Hoe Priske zichzelf én Feyenoord buitenspel zette

Hoe Priske zichzelf én Feyenoord buitenspel zette tegen FC Utrecht

Vandaag om 16:00

FeyenoordFC Utrecht bewees het maar weer eens: voetbal is en blijft een bijzonder spelletje. Ruim 75 procent balbezit, zestien schoten, waarvan vijf op doel en een Expected Goals (xG) van twee: Feyenoord had statistisch zwaar de overhand, maar Utrecht ging met drie héél dure punten aan de haal.

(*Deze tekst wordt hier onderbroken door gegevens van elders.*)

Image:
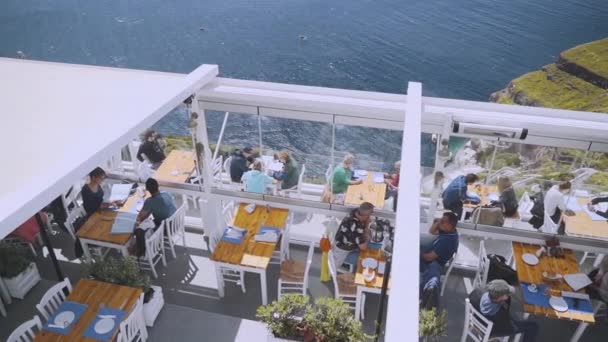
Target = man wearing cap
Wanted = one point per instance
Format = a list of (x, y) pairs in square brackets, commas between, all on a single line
[(240, 163), (494, 304)]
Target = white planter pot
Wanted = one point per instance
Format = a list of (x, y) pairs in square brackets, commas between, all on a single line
[(153, 307), (20, 285)]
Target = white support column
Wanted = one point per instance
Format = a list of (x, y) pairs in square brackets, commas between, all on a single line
[(402, 311)]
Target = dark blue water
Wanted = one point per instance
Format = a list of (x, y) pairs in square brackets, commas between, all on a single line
[(458, 48)]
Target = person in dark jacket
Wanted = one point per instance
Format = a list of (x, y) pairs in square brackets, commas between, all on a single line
[(151, 149), (240, 163), (456, 193), (494, 303), (507, 199)]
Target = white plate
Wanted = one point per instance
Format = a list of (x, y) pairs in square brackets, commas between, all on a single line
[(104, 325), (558, 304), (64, 318), (530, 259), (370, 263)]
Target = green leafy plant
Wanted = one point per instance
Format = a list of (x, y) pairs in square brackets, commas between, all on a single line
[(284, 316), (121, 271), (332, 320), (14, 259), (432, 324)]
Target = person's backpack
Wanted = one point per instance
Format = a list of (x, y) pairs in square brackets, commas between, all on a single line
[(499, 269)]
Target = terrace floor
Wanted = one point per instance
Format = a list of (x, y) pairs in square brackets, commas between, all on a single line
[(194, 309)]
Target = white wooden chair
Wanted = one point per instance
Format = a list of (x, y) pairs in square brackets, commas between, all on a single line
[(53, 298), (133, 328), (344, 283), (294, 274), (175, 227), (26, 332), (154, 251)]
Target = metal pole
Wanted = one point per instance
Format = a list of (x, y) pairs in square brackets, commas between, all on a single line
[(380, 320), (49, 247)]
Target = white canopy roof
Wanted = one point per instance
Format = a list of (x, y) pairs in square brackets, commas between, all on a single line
[(59, 121)]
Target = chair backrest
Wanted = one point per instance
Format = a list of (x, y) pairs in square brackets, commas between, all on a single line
[(73, 216), (154, 243), (53, 298), (483, 267), (333, 271), (133, 327), (227, 163), (548, 225), (476, 326), (26, 331), (176, 225)]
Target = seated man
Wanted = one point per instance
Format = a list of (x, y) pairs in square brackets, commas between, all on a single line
[(494, 304), (353, 233), (441, 245), (160, 204)]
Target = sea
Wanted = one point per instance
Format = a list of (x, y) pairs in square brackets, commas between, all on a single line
[(464, 49)]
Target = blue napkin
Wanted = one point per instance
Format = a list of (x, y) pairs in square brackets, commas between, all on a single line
[(76, 308), (90, 332), (231, 239)]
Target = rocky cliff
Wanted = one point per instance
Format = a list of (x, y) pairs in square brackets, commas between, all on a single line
[(578, 80)]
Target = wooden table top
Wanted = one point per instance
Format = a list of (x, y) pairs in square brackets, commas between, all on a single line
[(533, 274), (99, 225), (93, 293), (178, 161), (368, 191), (582, 225), (369, 253), (250, 252)]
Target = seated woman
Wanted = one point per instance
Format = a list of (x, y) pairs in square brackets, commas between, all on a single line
[(342, 178), (92, 193), (256, 180), (291, 172), (507, 199)]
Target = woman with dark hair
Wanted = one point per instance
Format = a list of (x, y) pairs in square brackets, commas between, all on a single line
[(92, 193)]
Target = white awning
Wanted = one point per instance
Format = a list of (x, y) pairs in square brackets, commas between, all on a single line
[(59, 121)]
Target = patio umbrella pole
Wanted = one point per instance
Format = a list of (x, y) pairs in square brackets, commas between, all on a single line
[(387, 275), (49, 247)]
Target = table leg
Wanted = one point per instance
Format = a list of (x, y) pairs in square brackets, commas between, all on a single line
[(263, 287), (220, 280), (579, 331)]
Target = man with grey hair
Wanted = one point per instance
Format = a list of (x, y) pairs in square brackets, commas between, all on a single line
[(494, 304)]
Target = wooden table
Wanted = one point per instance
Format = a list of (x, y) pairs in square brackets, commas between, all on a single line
[(249, 255), (176, 167), (532, 274), (368, 191), (582, 225), (93, 293), (97, 230), (375, 286)]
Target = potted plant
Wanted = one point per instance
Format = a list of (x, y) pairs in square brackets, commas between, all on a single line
[(284, 317), (331, 319), (17, 270), (126, 271), (432, 324)]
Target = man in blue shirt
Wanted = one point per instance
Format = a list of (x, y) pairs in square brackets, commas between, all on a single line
[(494, 304), (456, 193)]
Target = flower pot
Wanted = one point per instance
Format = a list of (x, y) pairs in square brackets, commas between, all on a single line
[(21, 284), (154, 305)]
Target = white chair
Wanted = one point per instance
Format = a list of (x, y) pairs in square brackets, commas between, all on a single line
[(154, 251), (175, 227), (294, 274), (549, 226), (133, 328), (344, 283), (26, 332), (53, 298), (72, 218)]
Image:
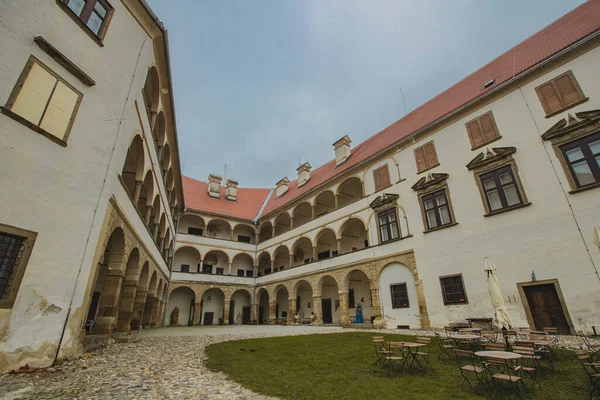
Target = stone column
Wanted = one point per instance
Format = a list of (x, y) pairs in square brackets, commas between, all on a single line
[(344, 310), (272, 313), (318, 310), (138, 309)]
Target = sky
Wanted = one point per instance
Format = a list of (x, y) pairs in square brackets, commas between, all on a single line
[(260, 85)]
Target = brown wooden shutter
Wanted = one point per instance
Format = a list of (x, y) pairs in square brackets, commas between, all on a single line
[(421, 160), (475, 134), (488, 127), (430, 155), (567, 89)]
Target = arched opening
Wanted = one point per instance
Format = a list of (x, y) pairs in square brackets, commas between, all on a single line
[(354, 236), (324, 203), (264, 264), (281, 259), (282, 224), (349, 191), (244, 233), (133, 168), (263, 306), (219, 229), (128, 292), (360, 303), (398, 296), (180, 307), (215, 262), (213, 307), (239, 308), (302, 253), (191, 224), (242, 265), (266, 232), (326, 244), (151, 93), (282, 307), (302, 214), (105, 295), (304, 302)]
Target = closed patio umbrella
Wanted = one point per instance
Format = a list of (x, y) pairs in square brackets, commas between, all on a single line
[(500, 315)]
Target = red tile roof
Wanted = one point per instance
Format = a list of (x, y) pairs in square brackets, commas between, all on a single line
[(570, 28), (247, 206)]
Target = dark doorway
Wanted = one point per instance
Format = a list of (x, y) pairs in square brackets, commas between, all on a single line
[(327, 316), (231, 310), (208, 318), (546, 308), (245, 315)]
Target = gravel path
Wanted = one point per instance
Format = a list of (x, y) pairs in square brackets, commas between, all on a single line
[(166, 364)]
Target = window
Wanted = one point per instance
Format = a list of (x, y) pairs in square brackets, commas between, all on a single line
[(381, 176), (195, 231), (243, 239), (388, 225), (453, 290), (583, 159), (437, 211), (426, 157), (482, 130), (15, 248), (399, 295), (43, 102), (560, 93), (94, 15), (501, 190)]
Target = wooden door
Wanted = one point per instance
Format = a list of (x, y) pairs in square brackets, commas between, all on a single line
[(546, 308), (327, 314)]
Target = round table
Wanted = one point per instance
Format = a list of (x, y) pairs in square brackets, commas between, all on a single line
[(505, 355)]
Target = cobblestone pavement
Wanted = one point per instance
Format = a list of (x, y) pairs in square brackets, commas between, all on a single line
[(166, 364)]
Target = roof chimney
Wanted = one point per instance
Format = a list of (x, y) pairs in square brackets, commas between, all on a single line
[(342, 150), (214, 185), (282, 187), (231, 191), (303, 173)]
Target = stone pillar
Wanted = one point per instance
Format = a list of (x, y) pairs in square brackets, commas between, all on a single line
[(318, 310), (138, 309), (272, 313), (137, 192), (344, 310)]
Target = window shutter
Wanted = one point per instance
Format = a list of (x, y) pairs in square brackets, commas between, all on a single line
[(421, 160), (549, 98), (475, 134), (430, 155), (568, 91), (488, 127)]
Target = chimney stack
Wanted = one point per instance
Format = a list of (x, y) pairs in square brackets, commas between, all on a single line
[(303, 173), (342, 150), (214, 186), (282, 187), (231, 191)]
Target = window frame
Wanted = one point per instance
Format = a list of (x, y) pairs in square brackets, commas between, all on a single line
[(444, 293), (97, 38), (387, 225), (582, 97), (399, 284), (20, 264), (12, 98)]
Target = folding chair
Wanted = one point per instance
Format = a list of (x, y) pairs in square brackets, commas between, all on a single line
[(592, 370), (467, 368), (502, 373), (445, 346)]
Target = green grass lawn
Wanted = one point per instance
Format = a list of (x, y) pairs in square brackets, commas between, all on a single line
[(340, 366)]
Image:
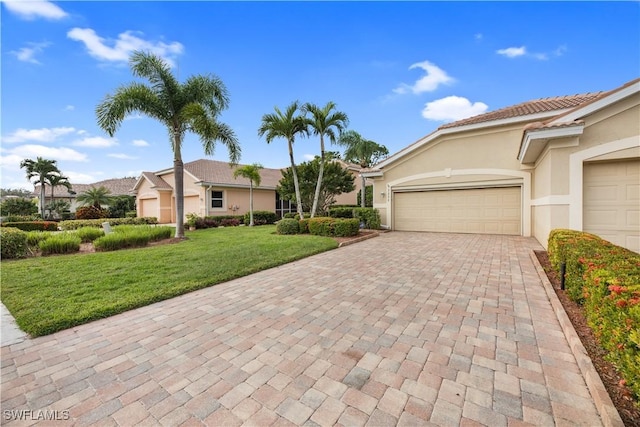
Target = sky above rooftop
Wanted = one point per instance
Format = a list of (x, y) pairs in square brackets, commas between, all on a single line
[(397, 69)]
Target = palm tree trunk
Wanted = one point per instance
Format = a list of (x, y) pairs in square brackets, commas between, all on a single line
[(296, 185), (250, 203), (316, 196)]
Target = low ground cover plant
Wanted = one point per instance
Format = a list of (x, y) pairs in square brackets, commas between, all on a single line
[(603, 278), (48, 294)]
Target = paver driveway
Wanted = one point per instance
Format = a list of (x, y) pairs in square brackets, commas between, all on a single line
[(406, 328)]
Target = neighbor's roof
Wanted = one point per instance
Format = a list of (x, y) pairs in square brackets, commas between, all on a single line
[(221, 173), (117, 187)]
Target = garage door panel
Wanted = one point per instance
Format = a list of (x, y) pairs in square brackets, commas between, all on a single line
[(482, 211), (611, 198)]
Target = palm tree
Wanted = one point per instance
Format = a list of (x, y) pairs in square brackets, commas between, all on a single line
[(363, 152), (286, 125), (252, 173), (95, 196), (323, 121), (191, 106), (57, 180), (41, 169)]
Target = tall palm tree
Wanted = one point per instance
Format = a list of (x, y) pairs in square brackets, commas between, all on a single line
[(286, 125), (324, 122), (95, 196), (192, 106), (57, 180), (41, 169), (252, 173), (363, 152)]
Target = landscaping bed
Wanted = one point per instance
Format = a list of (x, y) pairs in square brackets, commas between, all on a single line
[(620, 394)]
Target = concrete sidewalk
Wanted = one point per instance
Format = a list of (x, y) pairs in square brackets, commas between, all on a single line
[(403, 329)]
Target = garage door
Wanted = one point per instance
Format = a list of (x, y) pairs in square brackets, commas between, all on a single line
[(612, 202), (478, 210)]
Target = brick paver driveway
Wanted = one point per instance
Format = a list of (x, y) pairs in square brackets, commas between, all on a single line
[(406, 328)]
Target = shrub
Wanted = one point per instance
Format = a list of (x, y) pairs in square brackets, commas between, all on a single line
[(346, 227), (261, 217), (13, 243), (33, 225), (604, 278), (79, 223), (91, 212), (369, 216), (62, 243), (288, 226), (343, 212), (89, 234)]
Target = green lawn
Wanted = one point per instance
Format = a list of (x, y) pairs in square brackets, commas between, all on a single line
[(47, 294)]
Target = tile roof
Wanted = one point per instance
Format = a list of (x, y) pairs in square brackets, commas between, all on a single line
[(117, 186), (542, 105), (216, 172)]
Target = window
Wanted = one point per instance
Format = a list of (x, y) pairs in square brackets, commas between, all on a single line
[(217, 199)]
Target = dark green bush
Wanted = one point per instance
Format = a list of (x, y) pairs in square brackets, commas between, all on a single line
[(261, 217), (33, 225), (369, 216), (62, 243), (13, 243), (604, 278), (288, 226), (341, 212)]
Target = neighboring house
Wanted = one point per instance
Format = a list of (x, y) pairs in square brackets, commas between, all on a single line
[(117, 187), (564, 162)]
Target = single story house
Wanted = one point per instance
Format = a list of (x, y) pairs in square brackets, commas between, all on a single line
[(210, 189), (117, 187), (562, 162)]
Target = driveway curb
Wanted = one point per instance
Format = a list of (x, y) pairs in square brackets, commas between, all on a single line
[(604, 405)]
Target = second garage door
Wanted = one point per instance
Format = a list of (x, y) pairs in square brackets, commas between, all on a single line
[(477, 210)]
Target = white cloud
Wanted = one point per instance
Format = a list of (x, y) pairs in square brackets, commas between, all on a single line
[(512, 52), (140, 143), (31, 151), (452, 108), (39, 135), (121, 156), (34, 9), (120, 50), (428, 83), (27, 54), (96, 142)]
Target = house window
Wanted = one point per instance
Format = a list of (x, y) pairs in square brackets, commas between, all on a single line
[(217, 199)]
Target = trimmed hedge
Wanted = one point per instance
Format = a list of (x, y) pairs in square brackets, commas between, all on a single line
[(33, 225), (604, 278), (261, 217), (13, 243), (74, 224), (288, 226)]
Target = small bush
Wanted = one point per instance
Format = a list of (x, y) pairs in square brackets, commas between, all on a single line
[(604, 278), (35, 237), (33, 225), (13, 243), (288, 226), (369, 216), (261, 217), (341, 212), (89, 234), (62, 243)]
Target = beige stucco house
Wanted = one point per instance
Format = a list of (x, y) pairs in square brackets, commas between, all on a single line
[(564, 162)]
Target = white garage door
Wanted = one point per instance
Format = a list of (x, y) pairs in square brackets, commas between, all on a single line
[(478, 210), (612, 202)]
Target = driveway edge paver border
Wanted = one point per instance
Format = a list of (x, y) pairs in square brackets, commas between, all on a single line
[(607, 410)]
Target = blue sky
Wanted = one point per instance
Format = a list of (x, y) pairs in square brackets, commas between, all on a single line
[(397, 69)]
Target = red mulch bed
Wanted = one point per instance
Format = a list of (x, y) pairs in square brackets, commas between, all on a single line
[(621, 397)]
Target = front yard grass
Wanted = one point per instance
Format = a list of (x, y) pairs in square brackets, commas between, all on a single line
[(47, 294)]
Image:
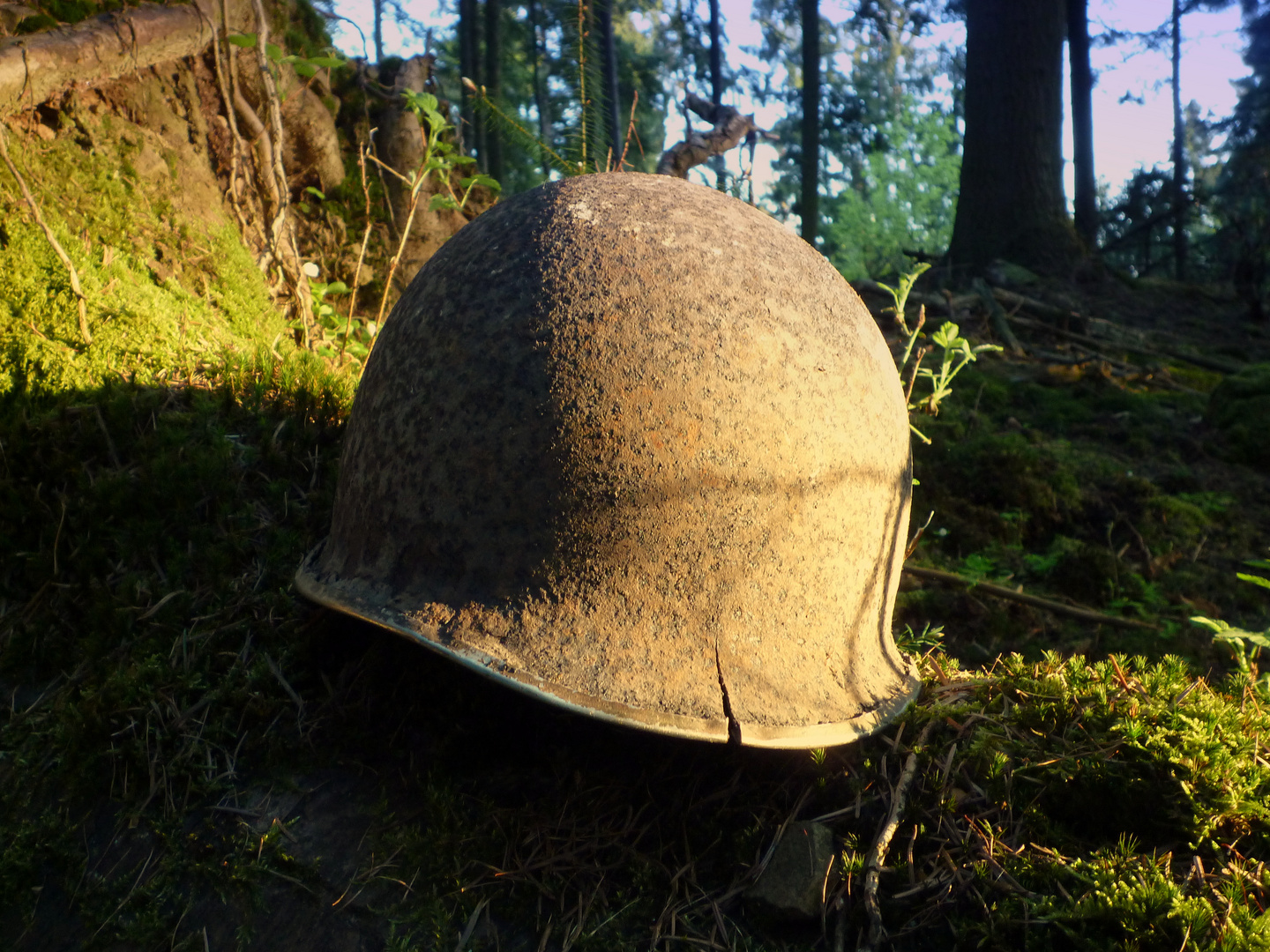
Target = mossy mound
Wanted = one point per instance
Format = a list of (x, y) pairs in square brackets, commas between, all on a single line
[(168, 291), (1240, 407)]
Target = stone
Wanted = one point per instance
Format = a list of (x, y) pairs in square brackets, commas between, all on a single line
[(793, 885)]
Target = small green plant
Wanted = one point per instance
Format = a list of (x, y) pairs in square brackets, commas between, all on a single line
[(1244, 646), (305, 66), (337, 335), (439, 159), (920, 643), (957, 352)]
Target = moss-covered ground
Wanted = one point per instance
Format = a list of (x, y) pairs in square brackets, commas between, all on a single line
[(193, 758)]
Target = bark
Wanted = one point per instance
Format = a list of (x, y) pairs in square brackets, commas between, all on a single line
[(1179, 152), (493, 163), (811, 197), (469, 69), (1082, 122), (1011, 199), (401, 147), (109, 46), (729, 130), (609, 49)]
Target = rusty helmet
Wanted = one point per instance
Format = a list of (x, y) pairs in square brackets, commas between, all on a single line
[(630, 446)]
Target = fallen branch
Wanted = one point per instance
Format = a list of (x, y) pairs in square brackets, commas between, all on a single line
[(1011, 300), (878, 854), (52, 239), (1087, 614), (1209, 363), (729, 130), (1000, 319)]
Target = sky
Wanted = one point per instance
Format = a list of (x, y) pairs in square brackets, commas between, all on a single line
[(1132, 97)]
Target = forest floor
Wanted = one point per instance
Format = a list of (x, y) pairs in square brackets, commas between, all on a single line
[(192, 756)]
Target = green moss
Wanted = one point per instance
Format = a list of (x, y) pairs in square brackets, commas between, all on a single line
[(164, 294)]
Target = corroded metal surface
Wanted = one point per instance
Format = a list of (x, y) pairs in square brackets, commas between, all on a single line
[(630, 446)]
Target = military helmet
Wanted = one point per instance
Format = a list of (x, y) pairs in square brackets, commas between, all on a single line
[(630, 446)]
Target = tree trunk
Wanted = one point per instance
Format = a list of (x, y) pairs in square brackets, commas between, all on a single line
[(810, 205), (377, 31), (467, 69), (609, 51), (540, 100), (716, 81), (493, 86), (1179, 152), (1011, 201), (1082, 122)]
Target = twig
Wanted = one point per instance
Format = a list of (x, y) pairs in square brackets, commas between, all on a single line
[(231, 120), (630, 131), (52, 239), (729, 129), (361, 254), (878, 854), (1002, 591), (997, 314)]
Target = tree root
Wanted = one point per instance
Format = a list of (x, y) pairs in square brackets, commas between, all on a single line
[(52, 239)]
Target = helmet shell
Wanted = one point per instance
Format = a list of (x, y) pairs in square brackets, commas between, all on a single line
[(631, 446)]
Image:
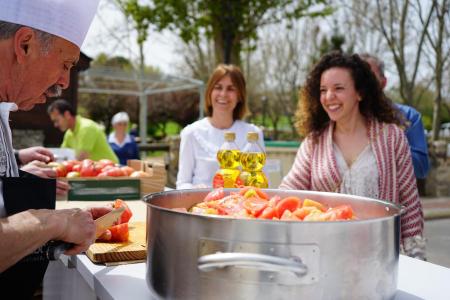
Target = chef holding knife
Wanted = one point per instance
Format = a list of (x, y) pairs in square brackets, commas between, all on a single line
[(39, 43)]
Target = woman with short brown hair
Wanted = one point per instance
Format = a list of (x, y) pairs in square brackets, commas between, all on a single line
[(225, 107)]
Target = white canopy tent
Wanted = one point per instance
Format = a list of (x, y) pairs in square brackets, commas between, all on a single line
[(97, 80)]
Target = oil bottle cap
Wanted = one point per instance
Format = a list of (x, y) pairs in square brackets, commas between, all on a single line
[(229, 136), (252, 136)]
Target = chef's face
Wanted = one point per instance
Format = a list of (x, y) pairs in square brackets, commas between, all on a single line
[(40, 73), (60, 120)]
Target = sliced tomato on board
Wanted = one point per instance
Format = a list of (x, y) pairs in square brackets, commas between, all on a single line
[(126, 215), (119, 233)]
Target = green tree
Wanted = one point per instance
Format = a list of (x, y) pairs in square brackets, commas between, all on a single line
[(229, 23)]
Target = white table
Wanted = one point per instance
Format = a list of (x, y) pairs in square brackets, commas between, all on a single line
[(78, 278)]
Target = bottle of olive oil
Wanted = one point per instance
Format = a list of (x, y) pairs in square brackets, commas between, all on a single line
[(253, 159), (228, 157)]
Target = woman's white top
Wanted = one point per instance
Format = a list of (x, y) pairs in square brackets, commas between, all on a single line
[(361, 177), (199, 144)]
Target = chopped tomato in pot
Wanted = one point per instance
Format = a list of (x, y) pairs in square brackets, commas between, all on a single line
[(255, 205), (214, 195), (250, 203), (288, 203)]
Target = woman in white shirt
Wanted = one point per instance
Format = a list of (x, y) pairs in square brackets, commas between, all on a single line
[(225, 107)]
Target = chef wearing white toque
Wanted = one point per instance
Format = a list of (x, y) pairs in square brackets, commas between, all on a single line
[(40, 42)]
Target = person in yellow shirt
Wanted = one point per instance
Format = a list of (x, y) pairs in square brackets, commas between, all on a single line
[(85, 136)]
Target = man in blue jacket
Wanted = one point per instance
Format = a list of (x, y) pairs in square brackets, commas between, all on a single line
[(415, 132)]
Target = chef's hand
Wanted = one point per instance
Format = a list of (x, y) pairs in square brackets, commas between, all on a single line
[(200, 186), (62, 188), (39, 169), (35, 153), (78, 227)]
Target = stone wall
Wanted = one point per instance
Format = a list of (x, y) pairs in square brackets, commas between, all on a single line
[(24, 138)]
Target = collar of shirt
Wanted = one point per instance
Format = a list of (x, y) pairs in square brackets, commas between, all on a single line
[(112, 139)]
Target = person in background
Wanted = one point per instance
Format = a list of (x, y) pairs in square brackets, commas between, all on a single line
[(415, 131), (40, 42), (354, 143), (225, 107), (31, 159), (85, 136), (122, 143)]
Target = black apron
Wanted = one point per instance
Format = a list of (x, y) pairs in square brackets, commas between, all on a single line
[(19, 194)]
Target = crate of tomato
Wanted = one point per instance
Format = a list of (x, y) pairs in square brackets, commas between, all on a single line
[(104, 180)]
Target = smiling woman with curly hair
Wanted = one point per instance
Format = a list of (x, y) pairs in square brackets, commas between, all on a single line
[(354, 143)]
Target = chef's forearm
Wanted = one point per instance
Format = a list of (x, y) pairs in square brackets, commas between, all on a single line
[(23, 233)]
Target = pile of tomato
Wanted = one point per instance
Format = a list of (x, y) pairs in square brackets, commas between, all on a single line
[(90, 168), (253, 203)]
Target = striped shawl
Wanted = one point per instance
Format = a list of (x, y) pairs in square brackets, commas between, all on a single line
[(315, 168)]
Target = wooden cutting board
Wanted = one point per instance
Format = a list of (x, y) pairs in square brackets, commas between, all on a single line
[(134, 249)]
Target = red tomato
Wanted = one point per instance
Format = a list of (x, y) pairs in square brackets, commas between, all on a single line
[(302, 212), (268, 213), (77, 168), (309, 202), (258, 191), (127, 170), (114, 172), (274, 201), (218, 181), (230, 205), (214, 195), (87, 168), (288, 203), (119, 233), (126, 215), (289, 216), (69, 164), (255, 205), (73, 174), (342, 212), (106, 162)]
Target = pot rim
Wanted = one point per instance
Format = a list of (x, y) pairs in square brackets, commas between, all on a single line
[(389, 205)]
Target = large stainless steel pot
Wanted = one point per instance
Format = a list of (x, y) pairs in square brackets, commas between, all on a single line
[(207, 257)]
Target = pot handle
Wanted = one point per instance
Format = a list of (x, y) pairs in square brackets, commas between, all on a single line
[(262, 262)]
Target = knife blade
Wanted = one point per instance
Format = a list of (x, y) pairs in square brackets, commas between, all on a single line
[(56, 248), (107, 220)]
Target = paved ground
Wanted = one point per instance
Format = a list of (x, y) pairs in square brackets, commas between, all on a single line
[(437, 233), (437, 229), (436, 208)]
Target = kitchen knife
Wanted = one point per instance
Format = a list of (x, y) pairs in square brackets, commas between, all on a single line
[(56, 248), (108, 220)]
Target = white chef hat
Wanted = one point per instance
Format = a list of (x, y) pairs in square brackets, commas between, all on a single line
[(68, 19), (120, 117)]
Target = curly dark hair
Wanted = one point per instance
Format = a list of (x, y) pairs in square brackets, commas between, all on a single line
[(311, 116)]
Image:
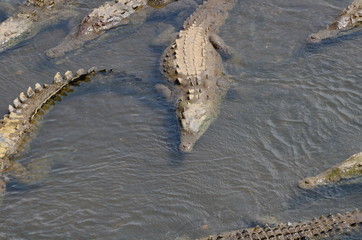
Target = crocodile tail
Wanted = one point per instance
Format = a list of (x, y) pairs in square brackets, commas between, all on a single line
[(18, 123), (316, 228)]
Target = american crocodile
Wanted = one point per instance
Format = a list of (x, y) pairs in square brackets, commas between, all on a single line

Dit waren de details die het verschil maakten, met een negatieve hoofdrol voor trainer Brian Priske.

Door Lars Visser

De zet van Priske die averechts werkt
Voor rust had Feyenoord het grootste gedeelte van de wedstrijd goed onder controle. Met name in de eerste twintig minuten creëerde het team een behoorlijk aantal kansen en leek er geen vuiltje aan de lucht voor de mannen van Priske. Het leek slechts een kwestie van tijd voordat de 1-0 voor Feyenoord zou vallen, ook al werden er na de twintigste minuut niet veel grote kansen meer gecreëerd. De momenten waarop FC Utrecht gevaarlijk werd, hadden eigenlijk allemaal dezelfde oorzaak: balverlies op het middenveld, waardoor FC Utrecht snel kon omschakelen. Dit leidde tot een aantal mogelijkheden voor de ploeg van Ron Jans, waarvan één zeer grote voor David Min.


Afbeelding 1: Het moment van balverlies door een pass van Santiago Gimenez die voor de voeten van Min valt, waardoor hij de counter kan inleiden. (Bron: ESPN)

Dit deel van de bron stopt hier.